Fast forward a year and I am in a so much better place!

  • We have our routine pretty much sorted, Lilah is sleeping so much better since the help of Tressillian and a sleep consultant, the girls are enjoying each others company so much more, 
  • I have made so many new connections within the TS community- who give me strength, courage and many helpful resources, 
  • I feel like I am on top of most our appointments and day to day activities 
  • I have finally got to a point where discussing or thinking about Lilah's syndrome doesn't make me break down into tears! 
  • I am less reactive of others opinions/ reactions! 
  • More than anything I am mostly living in the moment enjoying my life with my girls and husband, 
  • I am truly so amazed and so proud of both my girls- especially Amelia amazed at how much of a caring, loving, fun big sister she is and how well she has dealt with all the upheaval of our past predictable steady life and 
  • I now am also able to celebrate every milestone and new thing Lilah is learning rather than spending every second of the day worrying about the "what if's"... 
  • I also now understanding that Lilah is running her own race!

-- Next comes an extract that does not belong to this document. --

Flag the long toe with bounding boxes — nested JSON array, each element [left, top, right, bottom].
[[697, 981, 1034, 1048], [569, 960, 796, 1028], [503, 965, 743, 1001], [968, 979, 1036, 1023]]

I truly feel like a different person! Back to my old fun, calmer self but slightly different, wiser, with a whole new view on life! Stronger, more compassionate, a better outlook, more deeply grateful for all that we are, all that we have in our lives!

So I guess my point of this blog is that if you are in a place where you are going through new struggles, new emotions and feel like you have lost your way... remember to breathe, be present, be grateful, reach out for help and know that "this too shall pass"! Soon you too will be looking back and reflecting on how far you have come and celebrating the challenges you have conquered!